After a stint in California, he came to the Archdiocese of Chicago in 1991 to minister at St. Donatus, Blue Island, and Seven Holy Founders, Calumet Park. He remained in the archdiocese until 2002.
Sister of the Holy Child Jesus Loretta Tiernan, 80, died Feb. 5.
Born and raised in Waukegan, she attended Holy Child High School, where she first met the Sisters of the Holy Child Jesus. She entered the society in 1956 and became well-known by the religious name Mother Mary Clarice. She made her final vows in 1964.
Sister Loretta returned to the Archdiocese of Chicago to teach at St. Veronica (1959-1963); St. Ignatius (1963-1965); and St. Anastasia, Waukegan (1965-1967).

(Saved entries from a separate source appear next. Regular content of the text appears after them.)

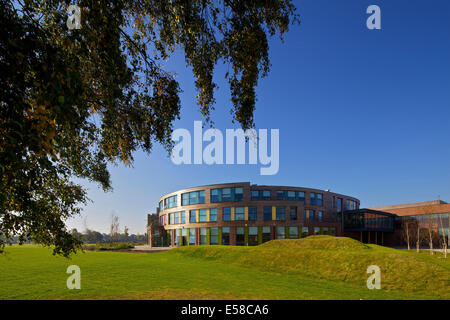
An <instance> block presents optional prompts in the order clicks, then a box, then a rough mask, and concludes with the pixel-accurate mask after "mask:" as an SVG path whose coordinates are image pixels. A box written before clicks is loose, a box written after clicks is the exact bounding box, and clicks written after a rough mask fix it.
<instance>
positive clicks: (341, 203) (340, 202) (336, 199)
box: [336, 198, 342, 212]
mask: <svg viewBox="0 0 450 320" xmlns="http://www.w3.org/2000/svg"><path fill="white" fill-rule="evenodd" d="M336 208H337V210H338V212H342V198H337V199H336Z"/></svg>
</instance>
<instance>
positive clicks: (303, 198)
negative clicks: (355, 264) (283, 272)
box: [147, 182, 450, 247]
mask: <svg viewBox="0 0 450 320" xmlns="http://www.w3.org/2000/svg"><path fill="white" fill-rule="evenodd" d="M359 206H360V202H359V200H358V199H356V198H354V197H351V196H346V195H342V194H337V193H333V192H330V191H329V190H318V189H311V188H302V187H285V186H267V185H252V184H250V183H249V182H240V183H227V184H216V185H207V186H201V187H195V188H189V189H183V190H179V191H176V192H172V193H169V194H167V195H164V196H163V197H161V199H160V201H159V206H158V208H157V210H156V211H157V212H156V214H152V215H148V226H147V229H148V235H149V244H150V245H152V246H185V245H202V244H222V245H257V244H261V243H263V242H266V241H269V240H273V239H297V238H302V237H306V236H309V235H319V234H328V235H336V236H347V237H351V238H354V239H357V240H359V241H361V242H364V243H374V244H379V245H386V246H405V245H406V242H405V241H406V236H405V235H406V233H408V236H409V239H410V242H412V245H415V244H416V243H417V239H419V243H420V245H421V246H427V245H429V238H430V234H431V235H432V241H433V243H434V246H435V247H440V246H442V242H443V241H448V242H450V238H449V225H450V217H449V215H450V214H449V213H450V204H448V203H446V202H444V201H440V200H437V201H427V202H417V203H409V204H402V205H393V206H384V207H377V208H370V209H360V208H359ZM445 239H446V240H445ZM448 245H449V246H450V243H448Z"/></svg>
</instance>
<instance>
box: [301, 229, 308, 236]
mask: <svg viewBox="0 0 450 320" xmlns="http://www.w3.org/2000/svg"><path fill="white" fill-rule="evenodd" d="M308 235H309V228H308V227H302V238H304V237H307V236H308Z"/></svg>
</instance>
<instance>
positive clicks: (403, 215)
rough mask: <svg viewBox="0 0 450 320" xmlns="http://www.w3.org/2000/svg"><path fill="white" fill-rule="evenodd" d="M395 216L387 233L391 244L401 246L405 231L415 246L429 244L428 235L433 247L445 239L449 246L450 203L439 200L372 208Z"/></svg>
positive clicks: (402, 245) (438, 245)
mask: <svg viewBox="0 0 450 320" xmlns="http://www.w3.org/2000/svg"><path fill="white" fill-rule="evenodd" d="M372 209H373V210H379V211H383V212H385V213H389V214H392V215H394V216H395V227H394V232H393V233H389V234H388V235H387V241H388V243H389V244H390V245H393V246H403V245H405V241H406V232H407V231H408V233H409V235H408V236H409V238H410V242H411V243H412V244H413V245H414V246H415V245H416V242H417V241H418V242H419V244H420V246H425V247H428V246H429V241H430V239H429V238H430V235H431V238H432V242H433V247H435V248H436V247H437V248H439V247H442V242H443V241H445V240H444V239H446V241H447V244H448V246H450V239H449V225H450V204H448V203H447V202H444V201H441V200H434V201H425V202H415V203H407V204H399V205H392V206H384V207H377V208H372Z"/></svg>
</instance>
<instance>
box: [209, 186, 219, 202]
mask: <svg viewBox="0 0 450 320" xmlns="http://www.w3.org/2000/svg"><path fill="white" fill-rule="evenodd" d="M220 201H221V198H220V197H219V189H212V190H211V202H220Z"/></svg>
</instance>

In 1979, Sister Loretta returned to Waukegan, where she became a minster at Victory Hospital, then served as a pastoral associate and minister of care at St. Joseph and St. Bartholomew Parish. The scope of her ministry grew as the parishes consolidated.
Sister Loretta is survived by her sister, Mary Ann Grazier.
Sinsinawa Dominican Sister Marise Barry, 87, died Feb. 6, in Sinsinawa, Wisconsin.
Born in Chicago, Sister Marise made her first religious profession in 1951 and her perpetual profession in 1954.
She taught, served as a principal, was in congregation leadership worked in the social service field.
In the Archdiocese of Chicago, Sister Marise taught at Immaculate Conception (1968-1970) and served as provincial for the Eastern Province of the Sinsinawa Dominicans while living in River Forest (1992-1998).
Jesuit Father Philip J. Grib, 80, died on Feb. 8 at Resurrection Hospital.
Born in Chicago, he graduated from St. Ignatius College Prep and earned a bachelor’s degree in Latin, Greek and philosophy from Xavier University in Cincinnati, followed by a law degree from the University of Chicago before entering the Society of Jesus in 1964.
During his Jesuit formation, he taught U.S. history and English at Loyola Academy in Wilmette, and worked in campus ministry Loyola University Chicago following his ordination in 1972. He went on to teach law and moral theology at Loyola University for 11 years and served as chaplain in the school of law.
After a sabbatical, Father Grib moved completely into pastoral ministry. He was an associate pastor at St. Constance Parish (1996-1999). In 1999, he moved to St. Eugene Parish in Chicago, where he served until his death.
Father Grib was a musician and clarinet player. For a while, Father Grib served as the chaplain for the International Polka Society.